[PATCH for-8.0 v2] aio-posix: fix race between epoll upgrade and aio_set_fd_handler()

Stefan Hajnoczi posted 1 patch 1 year, 1 month ago
Patches applied successfully (tree, apply log)
git fetch https://github.com/patchew-project/qemu tags/patchew/20230323144859.1338495-1-stefanha@redhat.com
Maintainers: Stefan Hajnoczi <stefanha@redhat.com>, Fam Zheng <fam@euphon.net>
util/fdmon-epoll.c | 25 ++++++++++++++++++-------
1 file changed, 18 insertions(+), 7 deletions(-)
[PATCH for-8.0 v2] aio-posix: fix race between epoll upgrade and aio_set_fd_handler()
Posted by Stefan Hajnoczi 1 year, 1 month ago
If another thread calls aio_set_fd_handler() while the IOThread event
loop is upgrading from ppoll(2) to epoll(7) then we might miss new
AioHandlers. The epollfd will not monitor the new AioHandler's fd,
resulting in hangs.

Take the AioHandler list lock while upgrading to epoll. This prevents
AioHandlers from changing while epoll is being set up. If we cannot lock
because we're in a nested event loop, then don't upgrade to epoll (it
will happen next time we're not in a nested call).

The downside to taking the lock is that the aio_set_fd_handler() thread
has to wait until the epoll upgrade is finished, which involves many
epoll_ctl(2) system calls. However, this scenario is rare and I couldn't
think of another solution that is still simple.

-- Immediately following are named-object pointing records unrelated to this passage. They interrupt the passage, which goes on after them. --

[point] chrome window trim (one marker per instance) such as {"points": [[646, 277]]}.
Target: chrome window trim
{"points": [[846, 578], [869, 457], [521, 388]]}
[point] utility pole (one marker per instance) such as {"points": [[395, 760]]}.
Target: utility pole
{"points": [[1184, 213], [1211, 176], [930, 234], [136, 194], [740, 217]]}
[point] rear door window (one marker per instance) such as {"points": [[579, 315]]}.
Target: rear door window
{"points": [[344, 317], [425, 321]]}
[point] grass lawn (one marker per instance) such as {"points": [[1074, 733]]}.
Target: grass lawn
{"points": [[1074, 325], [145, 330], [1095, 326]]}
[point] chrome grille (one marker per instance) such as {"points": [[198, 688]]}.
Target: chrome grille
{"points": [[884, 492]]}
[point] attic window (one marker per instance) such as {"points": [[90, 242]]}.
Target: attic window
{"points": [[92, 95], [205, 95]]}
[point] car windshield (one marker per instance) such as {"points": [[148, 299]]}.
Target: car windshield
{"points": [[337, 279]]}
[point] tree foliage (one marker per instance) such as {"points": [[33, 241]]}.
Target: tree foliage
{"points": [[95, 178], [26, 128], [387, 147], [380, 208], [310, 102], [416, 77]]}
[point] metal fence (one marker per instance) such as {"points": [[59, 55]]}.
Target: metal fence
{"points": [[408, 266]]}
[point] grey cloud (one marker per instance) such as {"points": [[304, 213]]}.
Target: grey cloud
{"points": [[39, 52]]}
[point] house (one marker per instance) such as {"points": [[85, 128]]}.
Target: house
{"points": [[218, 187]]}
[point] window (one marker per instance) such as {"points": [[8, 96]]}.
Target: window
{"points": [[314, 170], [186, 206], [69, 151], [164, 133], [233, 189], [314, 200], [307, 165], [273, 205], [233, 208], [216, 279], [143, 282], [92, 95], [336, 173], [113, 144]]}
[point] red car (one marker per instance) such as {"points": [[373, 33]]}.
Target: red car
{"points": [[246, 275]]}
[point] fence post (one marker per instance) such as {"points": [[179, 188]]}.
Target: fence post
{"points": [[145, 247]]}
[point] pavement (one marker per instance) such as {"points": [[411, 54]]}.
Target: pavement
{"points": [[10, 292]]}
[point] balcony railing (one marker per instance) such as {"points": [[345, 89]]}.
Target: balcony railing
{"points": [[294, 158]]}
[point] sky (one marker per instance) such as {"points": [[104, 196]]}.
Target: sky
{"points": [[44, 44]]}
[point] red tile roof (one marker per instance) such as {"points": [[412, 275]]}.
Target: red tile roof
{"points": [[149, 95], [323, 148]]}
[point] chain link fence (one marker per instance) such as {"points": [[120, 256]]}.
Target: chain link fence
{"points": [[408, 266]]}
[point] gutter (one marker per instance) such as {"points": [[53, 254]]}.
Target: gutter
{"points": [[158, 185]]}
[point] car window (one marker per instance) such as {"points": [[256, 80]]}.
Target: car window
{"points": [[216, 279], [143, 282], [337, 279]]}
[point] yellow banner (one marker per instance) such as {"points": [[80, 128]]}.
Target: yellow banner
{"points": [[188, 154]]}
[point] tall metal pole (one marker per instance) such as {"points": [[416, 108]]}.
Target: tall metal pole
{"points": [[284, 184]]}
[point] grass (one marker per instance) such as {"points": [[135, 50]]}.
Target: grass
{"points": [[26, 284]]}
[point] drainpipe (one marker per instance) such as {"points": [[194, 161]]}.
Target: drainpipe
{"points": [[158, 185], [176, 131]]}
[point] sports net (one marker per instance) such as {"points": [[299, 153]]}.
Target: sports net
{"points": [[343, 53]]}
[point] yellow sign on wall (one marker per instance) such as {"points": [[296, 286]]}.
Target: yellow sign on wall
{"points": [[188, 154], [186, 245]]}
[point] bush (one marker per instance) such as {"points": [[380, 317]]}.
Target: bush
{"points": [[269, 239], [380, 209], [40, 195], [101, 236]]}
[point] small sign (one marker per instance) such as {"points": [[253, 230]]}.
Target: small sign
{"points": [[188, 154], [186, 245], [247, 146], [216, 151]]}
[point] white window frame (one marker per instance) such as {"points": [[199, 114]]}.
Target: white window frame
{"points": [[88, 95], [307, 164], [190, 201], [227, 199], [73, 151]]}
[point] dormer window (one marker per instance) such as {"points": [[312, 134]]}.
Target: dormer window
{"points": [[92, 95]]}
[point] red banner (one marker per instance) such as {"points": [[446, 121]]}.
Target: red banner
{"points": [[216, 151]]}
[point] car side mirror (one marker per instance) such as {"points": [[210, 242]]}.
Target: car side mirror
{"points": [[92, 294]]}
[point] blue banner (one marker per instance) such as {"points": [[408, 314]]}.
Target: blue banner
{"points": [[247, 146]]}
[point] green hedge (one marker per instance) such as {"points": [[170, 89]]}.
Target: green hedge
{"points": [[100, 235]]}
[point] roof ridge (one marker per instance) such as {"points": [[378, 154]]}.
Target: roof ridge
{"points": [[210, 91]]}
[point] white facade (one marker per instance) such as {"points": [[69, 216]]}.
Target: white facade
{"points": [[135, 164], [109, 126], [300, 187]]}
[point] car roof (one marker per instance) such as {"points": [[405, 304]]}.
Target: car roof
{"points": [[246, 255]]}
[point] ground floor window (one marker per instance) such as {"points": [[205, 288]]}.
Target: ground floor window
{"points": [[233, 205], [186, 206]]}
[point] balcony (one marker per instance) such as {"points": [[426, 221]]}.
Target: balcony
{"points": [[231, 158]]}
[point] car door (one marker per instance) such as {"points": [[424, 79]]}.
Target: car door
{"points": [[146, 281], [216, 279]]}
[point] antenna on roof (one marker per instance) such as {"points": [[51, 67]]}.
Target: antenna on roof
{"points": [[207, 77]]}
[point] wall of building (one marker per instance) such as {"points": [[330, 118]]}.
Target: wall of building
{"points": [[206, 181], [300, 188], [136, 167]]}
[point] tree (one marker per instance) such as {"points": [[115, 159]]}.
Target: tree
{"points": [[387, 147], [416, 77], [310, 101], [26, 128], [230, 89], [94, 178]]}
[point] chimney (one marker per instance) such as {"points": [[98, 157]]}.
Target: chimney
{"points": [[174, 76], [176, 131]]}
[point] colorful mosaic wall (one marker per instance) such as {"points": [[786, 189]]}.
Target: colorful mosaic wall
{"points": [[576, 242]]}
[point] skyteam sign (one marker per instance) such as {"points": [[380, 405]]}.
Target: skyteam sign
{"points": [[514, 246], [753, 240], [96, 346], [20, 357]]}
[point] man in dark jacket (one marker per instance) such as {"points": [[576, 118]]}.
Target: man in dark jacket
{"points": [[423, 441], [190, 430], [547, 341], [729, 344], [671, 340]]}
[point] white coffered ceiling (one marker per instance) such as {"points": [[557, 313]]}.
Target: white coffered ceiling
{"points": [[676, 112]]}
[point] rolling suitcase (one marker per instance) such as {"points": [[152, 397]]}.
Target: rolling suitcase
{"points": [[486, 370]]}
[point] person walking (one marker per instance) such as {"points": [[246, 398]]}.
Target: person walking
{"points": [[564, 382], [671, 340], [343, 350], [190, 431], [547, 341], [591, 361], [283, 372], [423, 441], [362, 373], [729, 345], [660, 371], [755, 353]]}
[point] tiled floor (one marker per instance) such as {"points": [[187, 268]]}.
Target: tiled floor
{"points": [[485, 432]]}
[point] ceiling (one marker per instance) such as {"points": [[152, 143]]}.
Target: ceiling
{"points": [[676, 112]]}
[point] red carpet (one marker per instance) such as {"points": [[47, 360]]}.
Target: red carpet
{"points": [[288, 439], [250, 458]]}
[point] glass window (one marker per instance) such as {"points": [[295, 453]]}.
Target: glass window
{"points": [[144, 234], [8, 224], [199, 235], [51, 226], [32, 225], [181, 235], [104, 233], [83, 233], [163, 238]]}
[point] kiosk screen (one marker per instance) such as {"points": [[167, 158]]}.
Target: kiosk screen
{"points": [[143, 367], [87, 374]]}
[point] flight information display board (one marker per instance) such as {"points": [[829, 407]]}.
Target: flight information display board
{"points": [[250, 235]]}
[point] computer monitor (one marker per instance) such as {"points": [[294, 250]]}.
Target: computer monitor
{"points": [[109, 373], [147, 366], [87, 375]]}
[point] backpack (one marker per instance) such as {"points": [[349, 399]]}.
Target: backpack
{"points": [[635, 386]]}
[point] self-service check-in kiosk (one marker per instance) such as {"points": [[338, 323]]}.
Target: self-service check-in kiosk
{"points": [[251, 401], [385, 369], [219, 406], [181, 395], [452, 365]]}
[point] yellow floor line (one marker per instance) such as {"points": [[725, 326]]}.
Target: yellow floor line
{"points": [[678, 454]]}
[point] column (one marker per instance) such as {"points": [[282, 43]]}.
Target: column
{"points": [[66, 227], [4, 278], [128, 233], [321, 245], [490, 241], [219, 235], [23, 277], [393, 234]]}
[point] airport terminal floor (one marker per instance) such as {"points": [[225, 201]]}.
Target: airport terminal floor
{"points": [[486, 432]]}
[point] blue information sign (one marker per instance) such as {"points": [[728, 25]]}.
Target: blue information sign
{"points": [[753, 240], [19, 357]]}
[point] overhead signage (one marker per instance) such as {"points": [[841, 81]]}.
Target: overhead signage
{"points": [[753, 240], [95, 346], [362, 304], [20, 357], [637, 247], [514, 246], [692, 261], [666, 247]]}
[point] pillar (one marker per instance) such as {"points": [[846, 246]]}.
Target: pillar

Reported-by: Qing Wang <qinwang@redhat.com>
Buglink: https://bugzilla.redhat.com/show_bug.cgi?id=2090998
Cc: Paolo Bonzini <pbonzini@redhat.com>
Cc: Fam Zheng <fam@euphon.net>
Signed-off-by: Stefan Hajnoczi <stefanha@redhat.com>
---
v2:
- Use qemu_lockcnt_inc_and_unlock() instead of qemu_lockcnt_unlock() [Paolo]
---
 util/fdmon-epoll.c | 25 ++++++++++++++++++-------
 1 file changed, 18 insertions(+), 7 deletions(-)

diff --git a/util/fdmon-epoll.c b/util/fdmon-epoll.c
index e11a8a022e..1683aa1105 100644
--- a/util/fdmon-epoll.c
+++ b/util/fdmon-epoll.c
@@ -127,6 +127,8 @@ static bool fdmon_epoll_try_enable(AioContext *ctx)
 
 bool fdmon_epoll_try_upgrade(AioContext *ctx, unsigned npfd)
 {
+    bool ok;
+
     if (ctx->epollfd < 0) {
         return false;
     }
@@ -136,14 +138,23 @@ bool fdmon_epoll_try_upgrade(AioContext *ctx, unsigned npfd)
         return false;
     }
 
-    if (npfd >= EPOLL_ENABLE_THRESHOLD) {
-        if (fdmon_epoll_try_enable(ctx)) {
-            return true;
-        } else {
-            fdmon_epoll_disable(ctx);
-        }
+    if (npfd < EPOLL_ENABLE_THRESHOLD) {
+        return false;
     }
-    return false;
+
+    /* The list must not change while we add fds to epoll */
+    if (!qemu_lockcnt_dec_if_lock(&ctx->list_lock)) {
+        return false;
+    }
+
+    ok = fdmon_epoll_try_enable(ctx);
+
+    qemu_lockcnt_inc_and_unlock(&ctx->list_lock);
+
+    if (!ok) {
+        fdmon_epoll_disable(ctx);
+    }
+    return ok;
 }
 
 void fdmon_epoll_setup(AioContext *ctx)
-- 
2.39.2
Re: [PATCH for-8.0 v2] aio-posix: fix race between epoll upgrade and aio_set_fd_handler()
Posted by Kevin Wolf 1 year, 1 month ago
Am 23.03.2023 um 15:48 hat Stefan Hajnoczi geschrieben:
> If another thread calls aio_set_fd_handler() while the IOThread event
> loop is upgrading from ppoll(2) to epoll(7) then we might miss new
> AioHandlers. The epollfd will not monitor the new AioHandler's fd,
> resulting in hangs.
> 
> Take the AioHandler list lock while upgrading to epoll. This prevents
> AioHandlers from changing while epoll is being set up. If we cannot lock
> because we're in a nested event loop, then don't upgrade to epoll (it
> will happen next time we're not in a nested call).
> 
> The downside to taking the lock is that the aio_set_fd_handler() thread
> has to wait until the epoll upgrade is finished, which involves many
> epoll_ctl(2) system calls. However, this scenario is rare and I couldn't
> think of another solution that is still simple.
> 
> Reported-by: Qing Wang <qinwang@redhat.com>
> Buglink: https://bugzilla.redhat.com/show_bug.cgi?id=2090998
> Cc: Paolo Bonzini <pbonzini@redhat.com>
> Cc: Fam Zheng <fam@euphon.net>
> Signed-off-by: Stefan Hajnoczi <stefanha@redhat.com>
> ---
> v2:
> - Use qemu_lockcnt_inc_and_unlock() instead of qemu_lockcnt_unlock() [Paolo]

Thanks, applied to the block branch.

Kevin